The giveaway for The Year’s Best Science Fiction and Fantasy, volume 5 has ended. I’m happy to say that two copies of the book went into the mail yesterday. The lucky winners are:
From Goodreads: James Culshaw
From this blog: Dawn Sabados
Congratulations to James and Dawn! I hope you enjoy the anthology.
Mailing those books became a vivid reminder as to why I’m so hilariously inept at being, you know, an adult.
It’s a thick anthology, so I knew I didn’t have any mailers at home sufficient for the task. So I stopped at Office Depot en route to the post office and bought new bubblewrap mailers. (I’m lucky both stops are in the same mall. Otherwise, as you’ll see, it would have been a far less entertaining day.) And not just any bubblewrap mailers. I tell ya, when I run a contest, I do things in style. I bought the fancy waterproof kind, just in case the packages are forced to sit on a doorstep for a day or two.
Then I went to the post office, and stood in line for 15 minutes. When I got to the front, I asked the clerk what I needed to do to send a book internationally. (I figured it was just easier to ask this time around. Because I always do it wrong when I try to do it myself. I’m special that way.) He gave me the proper address form, and I went off to start packaging the books.
Only to discover there wasn’t a single pen anywhere in the post office.

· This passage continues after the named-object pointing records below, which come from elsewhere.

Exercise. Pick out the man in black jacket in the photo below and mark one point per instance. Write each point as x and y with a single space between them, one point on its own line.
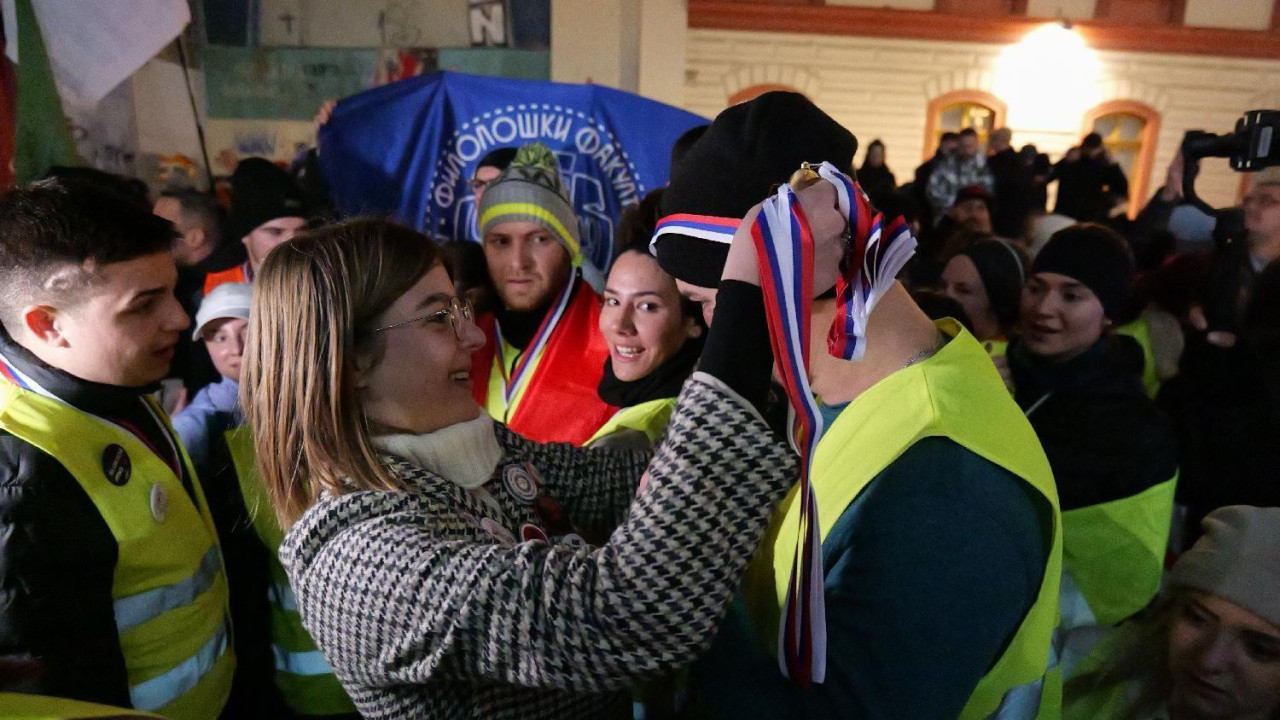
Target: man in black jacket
112 583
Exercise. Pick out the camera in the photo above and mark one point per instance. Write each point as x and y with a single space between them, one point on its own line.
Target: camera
1253 145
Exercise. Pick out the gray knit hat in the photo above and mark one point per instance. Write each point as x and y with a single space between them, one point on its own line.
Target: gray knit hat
531 190
1237 559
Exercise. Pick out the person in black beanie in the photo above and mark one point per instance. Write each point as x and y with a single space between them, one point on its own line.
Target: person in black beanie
892 593
268 209
743 155
987 279
1112 454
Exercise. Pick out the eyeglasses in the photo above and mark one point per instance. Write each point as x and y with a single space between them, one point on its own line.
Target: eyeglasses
457 311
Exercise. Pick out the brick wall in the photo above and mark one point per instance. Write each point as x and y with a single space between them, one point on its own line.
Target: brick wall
881 89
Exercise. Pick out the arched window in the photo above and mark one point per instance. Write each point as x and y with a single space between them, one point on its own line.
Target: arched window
754 91
961 109
1129 131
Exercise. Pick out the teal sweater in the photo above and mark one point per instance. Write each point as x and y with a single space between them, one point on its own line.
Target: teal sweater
928 574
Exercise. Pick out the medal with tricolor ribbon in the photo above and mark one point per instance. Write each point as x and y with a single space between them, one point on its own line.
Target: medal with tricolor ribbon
785 250
519 376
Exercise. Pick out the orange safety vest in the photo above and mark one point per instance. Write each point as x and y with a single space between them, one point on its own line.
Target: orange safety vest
560 402
237 274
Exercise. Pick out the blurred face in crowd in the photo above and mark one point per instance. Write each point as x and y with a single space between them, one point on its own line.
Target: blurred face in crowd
420 376
703 296
876 155
963 283
641 317
272 233
224 338
972 214
190 246
1262 214
484 176
122 332
526 263
1224 661
1061 317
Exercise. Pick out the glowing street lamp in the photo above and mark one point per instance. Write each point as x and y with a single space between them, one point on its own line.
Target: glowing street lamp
1048 80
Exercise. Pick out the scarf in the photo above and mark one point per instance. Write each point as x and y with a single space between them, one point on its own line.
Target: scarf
664 381
465 454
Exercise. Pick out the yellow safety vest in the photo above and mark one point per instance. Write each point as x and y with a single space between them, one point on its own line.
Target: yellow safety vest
1139 331
958 395
1114 556
169 586
16 706
305 678
649 418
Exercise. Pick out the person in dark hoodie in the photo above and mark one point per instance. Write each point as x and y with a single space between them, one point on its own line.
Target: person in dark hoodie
1112 455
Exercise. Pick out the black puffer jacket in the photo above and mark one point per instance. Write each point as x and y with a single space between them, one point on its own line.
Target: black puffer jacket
1104 437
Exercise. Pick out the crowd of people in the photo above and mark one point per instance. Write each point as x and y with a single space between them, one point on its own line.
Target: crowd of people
266 461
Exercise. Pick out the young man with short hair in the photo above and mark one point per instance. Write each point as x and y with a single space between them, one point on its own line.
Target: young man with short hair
109 561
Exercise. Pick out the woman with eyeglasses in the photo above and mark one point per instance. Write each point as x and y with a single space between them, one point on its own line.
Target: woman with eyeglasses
433 552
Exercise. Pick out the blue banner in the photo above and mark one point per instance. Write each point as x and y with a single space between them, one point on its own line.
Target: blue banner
407 149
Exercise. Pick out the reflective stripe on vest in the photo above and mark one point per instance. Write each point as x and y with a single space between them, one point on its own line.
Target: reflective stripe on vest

So I went back to Office Depot to buy a pen. The checkout lady recognized me. Probably because I was carrying around a bulky plastic bag filled with science fiction anthologies, and two sizes of mailer, and postal slips, and (now) marker pens. I probably looked like some kind of nomad who lived by scavenging office supplies.
Back to the post office I went.
Only to discover that the pens I bought couldn’t write on the mailers’ waterproof coating.
So it was back to Office Depot yet again. And this time, as I bought a packet of mailing labels, the checkout person did ask why I kept coming in to buy one thing at a time. “Because I have nothing better to do on a Friday morning,” I said.
Back to the post office I went.
I filled out mailing labels, slapped them on the packages, and filled out the slip for international mail. And stood in line for another 15 minutes. Only to discover that yes, indeed, I’d filled out the slip incorrectly. (How do I mess these things up? It’s not like they’re tax forms. They’re so simple. And yet…)
The clerk gave me another slip. I went to the back of the line (which, of course, had grown in the meantime) and started over again.
Somehow I managed to get everything mailed on the next pass. It only took me three trips to the office supply store and three trips through the post office line!
And this is why I’m a completely ineffectual adult. For a while there, it felt like I’d become trapped in an Emo Philips joke.
But hey, you got a great and hilarious story out of it. You didn’t tell me about the woman at Office Depot asking why you bought one thing at a time. That’s what puts it right into high comedy. 🙂
Next time, send ’em an e-book.
Also, I have a hunch which mall you were going around in circles in. If you’re going to go around in circles, DvM isn’t a bad place to do it. Next time, though, y’might want to go right after leaving Office Depot instead of left, that way you’ll end up at 31 Flavors where you can get a couple dollops of tasty ice cream to take the edge off your frustration (just don’t get any on the address labels).
He got material and he got the job done. Sounds like even better than a ‘serious’ effectual adult would have done.
Next time, though, y’might want to go right after leaving Office Depot instead of left, that way you’ll end up at 31 Flavors where you can get a couple dollops of tasty ice cream to take the edge off your frustration
That’s MUCH better than taking a more immediate left and buying a gun…
When you put it like that, it makes me sound like James Bond.
I’ve just assumed that the Post Office is designed to make me feel like an idiot. If I show up with something completely packaged, it’s inevitably wrong, and I have to start over. If I show up with something only partially packaged, whatever key supply would be required to finish it (even if it’s just tape) isn’t available.
No pens may be a new low.
Thank you again for the book. I’ll let you know when it arrives.
I’m so glad I’m not the only person who has this problem! No matter what I do with a package, I always have it wrong.